27 octobre 2013

LÉSIONS PROFESSIONNELLES: L’ASSISTANCE MÉDICALE POSTCONSOLIDATION DU TRAVAILLEUR

La Loi sur les accidents du travail et les maladies professionnelles énumère, à son chapitre V, ce qui constitue l’assistance médicale : 1) les services de professionnels de la santé, 2) les soins ou les traitements fournis par un établissement visé par la Loi sur les services de santé et les services sociaux, 3) les médicaments et autres produits pharmaceutiques, 4) les prothèses et orthèses au sens de la Loi sur les laboratoires médicaux et 5) les autres soins, traitements, aides physiques et frais prévus au Règlement sur l’assistance médicale.
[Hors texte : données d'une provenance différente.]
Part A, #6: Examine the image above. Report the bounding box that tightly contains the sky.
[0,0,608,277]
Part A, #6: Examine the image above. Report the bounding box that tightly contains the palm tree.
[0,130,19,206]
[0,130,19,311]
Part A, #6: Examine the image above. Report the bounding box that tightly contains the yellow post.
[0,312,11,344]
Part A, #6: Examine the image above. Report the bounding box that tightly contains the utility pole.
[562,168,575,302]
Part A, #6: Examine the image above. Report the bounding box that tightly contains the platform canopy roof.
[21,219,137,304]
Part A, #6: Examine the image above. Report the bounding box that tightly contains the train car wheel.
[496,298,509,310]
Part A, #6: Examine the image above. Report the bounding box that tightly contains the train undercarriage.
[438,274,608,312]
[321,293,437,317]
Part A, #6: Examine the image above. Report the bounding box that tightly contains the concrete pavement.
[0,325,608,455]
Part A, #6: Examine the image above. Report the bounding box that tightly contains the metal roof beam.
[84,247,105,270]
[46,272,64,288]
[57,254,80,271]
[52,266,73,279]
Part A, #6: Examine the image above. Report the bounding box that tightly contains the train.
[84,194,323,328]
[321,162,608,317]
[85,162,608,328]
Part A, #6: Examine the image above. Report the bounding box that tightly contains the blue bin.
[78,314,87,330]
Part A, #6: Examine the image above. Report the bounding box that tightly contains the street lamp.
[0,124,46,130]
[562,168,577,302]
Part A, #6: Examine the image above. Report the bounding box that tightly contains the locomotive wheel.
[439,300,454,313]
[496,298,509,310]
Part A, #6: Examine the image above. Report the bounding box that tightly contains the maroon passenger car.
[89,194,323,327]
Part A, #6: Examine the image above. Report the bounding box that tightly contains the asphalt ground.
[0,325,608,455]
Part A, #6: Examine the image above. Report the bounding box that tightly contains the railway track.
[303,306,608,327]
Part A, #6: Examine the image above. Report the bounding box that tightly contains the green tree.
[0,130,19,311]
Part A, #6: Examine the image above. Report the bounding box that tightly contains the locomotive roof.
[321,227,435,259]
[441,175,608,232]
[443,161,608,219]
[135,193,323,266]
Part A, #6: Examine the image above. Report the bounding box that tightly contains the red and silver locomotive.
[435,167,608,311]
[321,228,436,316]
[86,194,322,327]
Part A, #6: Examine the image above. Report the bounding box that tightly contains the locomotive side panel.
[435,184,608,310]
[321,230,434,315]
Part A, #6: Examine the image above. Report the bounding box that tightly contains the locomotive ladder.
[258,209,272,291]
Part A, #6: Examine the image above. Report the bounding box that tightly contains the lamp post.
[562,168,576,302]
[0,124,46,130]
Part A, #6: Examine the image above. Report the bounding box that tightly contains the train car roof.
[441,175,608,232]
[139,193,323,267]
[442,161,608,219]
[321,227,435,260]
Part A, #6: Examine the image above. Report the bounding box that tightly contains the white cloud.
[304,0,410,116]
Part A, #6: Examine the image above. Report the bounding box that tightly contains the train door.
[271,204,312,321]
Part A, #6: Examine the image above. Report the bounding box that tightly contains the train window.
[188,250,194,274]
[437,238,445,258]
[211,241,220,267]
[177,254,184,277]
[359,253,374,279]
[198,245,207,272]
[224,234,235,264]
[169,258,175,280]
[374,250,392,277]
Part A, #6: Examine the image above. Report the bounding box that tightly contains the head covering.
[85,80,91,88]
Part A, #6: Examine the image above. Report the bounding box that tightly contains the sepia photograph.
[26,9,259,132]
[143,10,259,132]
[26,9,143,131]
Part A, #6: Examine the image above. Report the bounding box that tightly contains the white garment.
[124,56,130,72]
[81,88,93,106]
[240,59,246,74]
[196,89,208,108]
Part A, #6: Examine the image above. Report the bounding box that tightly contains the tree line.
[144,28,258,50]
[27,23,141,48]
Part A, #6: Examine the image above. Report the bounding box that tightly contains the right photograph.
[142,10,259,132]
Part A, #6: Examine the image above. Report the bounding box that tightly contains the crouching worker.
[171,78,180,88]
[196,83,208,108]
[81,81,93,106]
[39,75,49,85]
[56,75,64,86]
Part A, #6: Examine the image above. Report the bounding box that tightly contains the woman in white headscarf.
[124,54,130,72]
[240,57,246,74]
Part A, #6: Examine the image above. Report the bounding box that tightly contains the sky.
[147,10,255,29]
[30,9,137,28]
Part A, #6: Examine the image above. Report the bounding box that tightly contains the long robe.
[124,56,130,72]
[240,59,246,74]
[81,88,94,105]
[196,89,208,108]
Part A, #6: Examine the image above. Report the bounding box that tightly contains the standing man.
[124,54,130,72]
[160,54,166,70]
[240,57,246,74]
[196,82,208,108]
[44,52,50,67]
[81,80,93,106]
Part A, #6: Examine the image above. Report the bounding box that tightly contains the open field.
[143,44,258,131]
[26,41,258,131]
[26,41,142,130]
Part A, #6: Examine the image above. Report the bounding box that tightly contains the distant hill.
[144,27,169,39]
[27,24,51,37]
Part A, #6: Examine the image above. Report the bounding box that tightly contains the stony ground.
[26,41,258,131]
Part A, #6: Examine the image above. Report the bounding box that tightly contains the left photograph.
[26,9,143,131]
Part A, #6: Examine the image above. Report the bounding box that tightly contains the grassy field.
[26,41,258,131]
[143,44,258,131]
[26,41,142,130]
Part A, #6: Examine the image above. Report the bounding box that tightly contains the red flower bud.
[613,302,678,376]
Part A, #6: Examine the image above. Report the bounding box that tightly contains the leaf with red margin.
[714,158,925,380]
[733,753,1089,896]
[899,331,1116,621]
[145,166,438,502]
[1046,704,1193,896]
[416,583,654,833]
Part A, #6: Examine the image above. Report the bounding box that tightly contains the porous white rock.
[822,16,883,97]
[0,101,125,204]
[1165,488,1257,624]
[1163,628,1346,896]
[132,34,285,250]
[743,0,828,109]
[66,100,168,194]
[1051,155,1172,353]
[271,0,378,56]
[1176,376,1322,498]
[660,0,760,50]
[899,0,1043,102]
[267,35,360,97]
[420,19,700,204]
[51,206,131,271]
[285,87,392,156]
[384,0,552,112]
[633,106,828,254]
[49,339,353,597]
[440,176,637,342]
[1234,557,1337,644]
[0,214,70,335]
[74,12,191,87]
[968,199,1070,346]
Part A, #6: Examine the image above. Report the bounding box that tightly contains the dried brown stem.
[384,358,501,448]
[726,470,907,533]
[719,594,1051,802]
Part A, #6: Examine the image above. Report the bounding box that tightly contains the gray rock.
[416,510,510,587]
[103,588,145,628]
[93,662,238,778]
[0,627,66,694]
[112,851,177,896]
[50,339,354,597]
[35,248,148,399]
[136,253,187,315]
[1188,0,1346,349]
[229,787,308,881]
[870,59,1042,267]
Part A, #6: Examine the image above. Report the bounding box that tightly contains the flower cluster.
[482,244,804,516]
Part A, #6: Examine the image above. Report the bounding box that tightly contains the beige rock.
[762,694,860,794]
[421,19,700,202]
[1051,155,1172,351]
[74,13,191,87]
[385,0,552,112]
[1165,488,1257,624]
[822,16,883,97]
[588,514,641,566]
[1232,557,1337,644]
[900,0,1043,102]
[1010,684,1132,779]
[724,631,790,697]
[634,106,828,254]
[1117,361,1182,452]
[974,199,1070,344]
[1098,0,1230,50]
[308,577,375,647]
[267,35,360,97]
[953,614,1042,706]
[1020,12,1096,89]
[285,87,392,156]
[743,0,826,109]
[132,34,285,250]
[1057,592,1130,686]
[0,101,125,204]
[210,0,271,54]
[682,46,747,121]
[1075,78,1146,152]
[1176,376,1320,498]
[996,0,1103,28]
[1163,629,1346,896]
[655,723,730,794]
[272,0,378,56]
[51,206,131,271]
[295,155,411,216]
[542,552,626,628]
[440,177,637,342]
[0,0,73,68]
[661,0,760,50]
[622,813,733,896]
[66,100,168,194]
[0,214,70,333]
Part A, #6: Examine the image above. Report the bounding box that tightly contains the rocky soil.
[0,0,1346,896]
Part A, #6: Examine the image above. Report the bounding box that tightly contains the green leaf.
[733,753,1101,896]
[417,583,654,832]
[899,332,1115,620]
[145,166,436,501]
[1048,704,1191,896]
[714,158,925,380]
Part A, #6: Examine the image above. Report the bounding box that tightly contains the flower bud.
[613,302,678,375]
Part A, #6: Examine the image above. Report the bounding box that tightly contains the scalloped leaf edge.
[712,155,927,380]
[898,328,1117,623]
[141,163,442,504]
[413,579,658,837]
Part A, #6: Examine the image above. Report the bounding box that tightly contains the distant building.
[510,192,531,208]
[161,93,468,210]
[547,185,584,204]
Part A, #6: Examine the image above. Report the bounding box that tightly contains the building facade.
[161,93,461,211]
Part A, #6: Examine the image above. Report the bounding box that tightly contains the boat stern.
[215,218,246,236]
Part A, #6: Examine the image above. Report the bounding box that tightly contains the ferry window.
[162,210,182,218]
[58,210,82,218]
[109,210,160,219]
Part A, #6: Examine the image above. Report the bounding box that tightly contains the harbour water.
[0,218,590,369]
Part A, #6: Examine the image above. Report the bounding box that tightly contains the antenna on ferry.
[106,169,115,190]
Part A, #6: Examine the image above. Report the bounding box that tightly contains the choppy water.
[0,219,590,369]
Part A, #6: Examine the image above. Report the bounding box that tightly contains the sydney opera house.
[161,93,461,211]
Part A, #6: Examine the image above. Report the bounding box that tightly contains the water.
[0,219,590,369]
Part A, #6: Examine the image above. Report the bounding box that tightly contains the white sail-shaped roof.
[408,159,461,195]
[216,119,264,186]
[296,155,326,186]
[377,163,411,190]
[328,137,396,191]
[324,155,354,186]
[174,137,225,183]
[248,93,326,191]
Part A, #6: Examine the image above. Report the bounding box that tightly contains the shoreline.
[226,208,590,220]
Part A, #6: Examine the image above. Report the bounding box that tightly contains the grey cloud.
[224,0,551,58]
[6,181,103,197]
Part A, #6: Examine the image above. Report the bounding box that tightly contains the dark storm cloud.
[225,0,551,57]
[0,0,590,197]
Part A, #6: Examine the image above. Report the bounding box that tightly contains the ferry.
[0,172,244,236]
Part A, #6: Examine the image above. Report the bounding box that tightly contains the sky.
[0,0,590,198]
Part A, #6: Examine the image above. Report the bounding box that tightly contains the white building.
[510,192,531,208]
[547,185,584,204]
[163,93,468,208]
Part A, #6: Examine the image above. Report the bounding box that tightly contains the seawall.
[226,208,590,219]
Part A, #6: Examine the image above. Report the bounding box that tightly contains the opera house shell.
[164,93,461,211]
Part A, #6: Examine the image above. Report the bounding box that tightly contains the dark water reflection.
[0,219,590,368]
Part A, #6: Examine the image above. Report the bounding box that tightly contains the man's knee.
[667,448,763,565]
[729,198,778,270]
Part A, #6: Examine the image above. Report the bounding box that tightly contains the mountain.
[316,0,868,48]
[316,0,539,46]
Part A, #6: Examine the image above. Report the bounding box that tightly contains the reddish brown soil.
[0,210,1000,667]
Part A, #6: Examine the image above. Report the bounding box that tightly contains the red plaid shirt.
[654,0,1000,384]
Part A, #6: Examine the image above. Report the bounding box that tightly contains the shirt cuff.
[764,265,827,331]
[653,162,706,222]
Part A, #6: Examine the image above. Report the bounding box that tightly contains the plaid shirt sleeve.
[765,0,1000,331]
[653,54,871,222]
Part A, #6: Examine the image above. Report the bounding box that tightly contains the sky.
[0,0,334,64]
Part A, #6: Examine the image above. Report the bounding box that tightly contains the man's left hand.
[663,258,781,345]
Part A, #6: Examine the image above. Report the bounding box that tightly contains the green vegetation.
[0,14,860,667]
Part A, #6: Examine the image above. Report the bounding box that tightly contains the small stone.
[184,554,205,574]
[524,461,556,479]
Le principe général d’imputation que l’on retrouve à l’article 326 de la Loi prévoit que « la Commission impute à l’employeur le coût des prestations dues en raison d’un accident du travail survenu à un travailleur alors qu’il était à son emploi ».

Ainsi, l’intégralité des frais liés à l’assistance médicale du travailleur, victime d’une lésion professionnelle, est imputée au « dossier d’expérience » de l’employeur. Cette situation aura, inévitablement, un impact sur le coût des cotisations annuelles de l’employeur qui augmenteront en fonction des sommes imputées.

Mais quelle est la règle lorsque la lésion professionnelle du travailleur est déclarée consolidée par le médecin traitant, que le travailleur continue de requérir de l’assistance médicale et que la CSST continue d’assumer le coût de cette assistance médicale, en plus d’imputer ces frais au « dossier d’expérience » de l’employeur?

La réponse variera en fonction des limitations fonctionnelles et de l’atteinte permanente dont le travailleur est affligé au moment de la consolidation.

En 2012, dans l’affaire Centre hospitalier de Montréal – Pavillon Mailloux et CSST, un banc de trois commissaires de la Commission des lésions professionnelles s’est penché sur cette question afin de mettre un terme à l’incertitude qui entourait l’imputation des coûts d’assistance médicale postconsolidation.

Ainsi, si le travailleur voit sa lésion professionnelle consolidée sans limitations fonctionnelles et sans atteinte permanente, il y a guérison entraînant logiquement la fin du suivi médical. Dans ce cas, le travailleur n’a plus besoin des suivis d’un médecin ni d’assistance médicale au sens de la Loi précitée, puisqu’il n’y a plus nécessité de soins ou traitements additionnels. L’employeur n’a donc pas à être imputé des coûts relatifs aux visites médicales ultérieures, sous réserve des cas d’exception qui pourraient survenir. Par exemple, un travailleur atteint de douleurs chroniques reliées à la lésion professionnelle pourrait voir le coût de son assistance médicale défrayé par la CSST et imputé au « dossier d’expérience » de l’employeur.

Toutefois, si la consolidation de la lésion du travailleur comporte des limitations fonctionnelles avec ou sans atteinte permanente, l’employeur se verra imputer des frais d’assistance médicale postconsolidation qui seront requis par les traitements.

Il est donc important, à titre d’employeur, de suivre attentivement l’évolution d’une lésion professionnelle et de l’imputation des coûts y afférents afin d’éviter les mauvaises surprises.

Joël Brassard-Morissette, avocat

© Simard Boivin Lemieux, 2014. Tous droits réservés.